I recently came across the following problem:

given a “fair” coin, what is the expectation value for the number of flips you have to make before getting 2 heads in a row?

this is evidently a pretty well known, and you can google around and find lots of write ups on how to solve it, many of which will be more exhaustive than mine.

** SPOILER ALERT **

Im going to give the answer, so stop reading if you want to work it out yourself.

the answer is, I thought, a pretty elegant application of Markov chains. i.e., suppose I start in a state with 0 heads in a row (call this s0) and call my expectation value to achieve the goal (get 2 heads in a row) x0. then, starting from here, I can either get a heads (I transition to state s1) or a tails (I stay in state s0). in either case I’ve used up 1 flip so,

x0 = 1/2 (x0+1) + 1/2 (x1+1)

starting from s1, I have 1/2 probability to go back to s0 and 1/2 to go to s2, i.e. to complete the goal, so

x1 = 1/2 (x0+1) + 1/2 (1)

this is a (linear) system of 2 equations in 2 unknowns, which I can therefore solve. the solution is,

M**-1 x V

where M**-1 = inverse of M,

M_00 = 1/2

M_01 = M_10 = -1/2

M_11 = 1

and V = 1 (a column vector)

M**-1 has elements,

_00 = 4

_01 = _10 = 2

_11 = 2

and so the solution for the expectation value of the number of coin flips to get 2 heads in a row is,

4 + 2 = 6

now, I can generalize this to a weighted coin, i.e. the probability to get a heads is p and the probability to get a tails is q=(1-p). in this case I have,

x0 = q*(x0+1) + p*(x1+1)

x1 = q*(x0+1) + p*(1)

==>

M_00 = p

M_01 = -p

M_10 = -q

M_11 = 1

M**-1 =

_00 = 1/p**2

_01 = 1/p

_10 = 1/p**2 -1/p

_11 = 1/p

and x0 = 1/p**2 + 1/p

generalizing even more to a streak of n heads in a row, I get

M_00 = p

M_i0 = -q

M_i(i+1) = -p

M_ii = 1

M_ij = 0, otherwise

with solution

x0 = sum(x**i, i=1 to n)

= sum(x**i, i=0 to n) – 1

where x = 1/p.

this can be evaulated explicitly as,

(x**(n+1) – 1)/(x – 1) – 1 =

(x**(n+1) – x)/(x – 1)

this can be adapted to hitting streaks if p is the probability to get a hit in any given game. looking at historical values for hits per plate appearence I come up with ~0.25 as the average. for a really great season, i.e.
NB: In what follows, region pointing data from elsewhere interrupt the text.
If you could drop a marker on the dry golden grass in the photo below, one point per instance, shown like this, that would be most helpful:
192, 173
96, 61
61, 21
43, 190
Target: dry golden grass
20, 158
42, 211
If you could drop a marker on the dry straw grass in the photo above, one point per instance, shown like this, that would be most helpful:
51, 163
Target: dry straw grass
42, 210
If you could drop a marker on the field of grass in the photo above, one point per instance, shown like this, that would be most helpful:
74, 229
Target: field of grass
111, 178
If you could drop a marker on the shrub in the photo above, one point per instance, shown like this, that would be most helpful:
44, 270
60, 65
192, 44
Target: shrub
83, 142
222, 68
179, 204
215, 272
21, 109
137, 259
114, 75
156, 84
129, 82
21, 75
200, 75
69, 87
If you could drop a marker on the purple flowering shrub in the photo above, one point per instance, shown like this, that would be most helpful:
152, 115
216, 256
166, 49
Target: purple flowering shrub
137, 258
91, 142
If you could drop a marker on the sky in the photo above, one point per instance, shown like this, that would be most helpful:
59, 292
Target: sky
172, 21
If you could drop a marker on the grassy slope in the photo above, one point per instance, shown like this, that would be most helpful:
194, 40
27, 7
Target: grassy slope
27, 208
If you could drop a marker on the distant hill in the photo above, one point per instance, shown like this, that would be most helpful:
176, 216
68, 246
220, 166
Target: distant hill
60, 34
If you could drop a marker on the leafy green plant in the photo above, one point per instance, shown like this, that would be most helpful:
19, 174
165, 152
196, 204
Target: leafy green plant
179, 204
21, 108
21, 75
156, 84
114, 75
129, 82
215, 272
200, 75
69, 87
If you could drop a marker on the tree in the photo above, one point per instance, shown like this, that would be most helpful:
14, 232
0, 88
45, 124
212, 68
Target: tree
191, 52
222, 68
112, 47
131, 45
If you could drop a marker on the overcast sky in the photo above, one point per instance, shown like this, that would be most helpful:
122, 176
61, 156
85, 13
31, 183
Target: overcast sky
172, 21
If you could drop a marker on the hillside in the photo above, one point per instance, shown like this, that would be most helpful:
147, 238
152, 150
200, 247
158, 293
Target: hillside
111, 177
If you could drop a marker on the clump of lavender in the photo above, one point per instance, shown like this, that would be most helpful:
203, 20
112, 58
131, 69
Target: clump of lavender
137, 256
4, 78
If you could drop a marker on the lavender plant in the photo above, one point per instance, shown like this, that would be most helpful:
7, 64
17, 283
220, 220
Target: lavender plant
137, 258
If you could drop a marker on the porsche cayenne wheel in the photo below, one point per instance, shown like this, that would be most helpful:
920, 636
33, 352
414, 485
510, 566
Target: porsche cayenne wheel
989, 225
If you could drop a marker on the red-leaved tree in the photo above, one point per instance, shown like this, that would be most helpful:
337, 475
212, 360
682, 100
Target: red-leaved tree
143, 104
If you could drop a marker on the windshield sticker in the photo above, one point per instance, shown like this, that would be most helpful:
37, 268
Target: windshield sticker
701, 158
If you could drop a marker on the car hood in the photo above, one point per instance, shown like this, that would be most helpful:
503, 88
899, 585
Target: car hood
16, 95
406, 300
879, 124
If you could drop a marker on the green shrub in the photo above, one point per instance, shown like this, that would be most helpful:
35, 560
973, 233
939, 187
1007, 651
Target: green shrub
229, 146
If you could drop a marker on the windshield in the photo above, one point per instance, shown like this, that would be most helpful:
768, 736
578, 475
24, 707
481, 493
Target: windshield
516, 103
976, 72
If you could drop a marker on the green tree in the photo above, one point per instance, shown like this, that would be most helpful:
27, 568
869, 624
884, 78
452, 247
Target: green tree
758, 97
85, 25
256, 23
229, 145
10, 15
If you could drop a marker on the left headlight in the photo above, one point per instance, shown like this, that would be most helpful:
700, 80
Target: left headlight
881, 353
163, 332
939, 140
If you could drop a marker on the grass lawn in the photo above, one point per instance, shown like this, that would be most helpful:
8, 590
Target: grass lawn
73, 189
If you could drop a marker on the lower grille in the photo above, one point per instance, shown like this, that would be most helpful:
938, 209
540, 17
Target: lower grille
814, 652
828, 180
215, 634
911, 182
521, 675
Lajoie this might be 0.4. For a great season, i.e. Williams or DiMaggio 1941 it might be 0.35. suppose the mean plate appearences per game is 5, then the probability to get a hit is

1 – (1-p)**5

which for the numbers above is ~ 0.75 for the mean and ~ 0.9 for a great season.

ergo, the expectation value for the number of games one must play to get hits in 56 in a row ranges from

p = 0.75 ==> 39 million

p = 0.90 ==> 3641

interestingly, if a player with p=0.9 gets to game 55, then the expectation value, x55, is still 365, i.e. there is a 90% chance they will achieve game 56, but that 10% chance that they wont pulls the mean to much larger values. so, I think this is in some ways a good illustration of how the expectation value is really a very blunt measure of probability.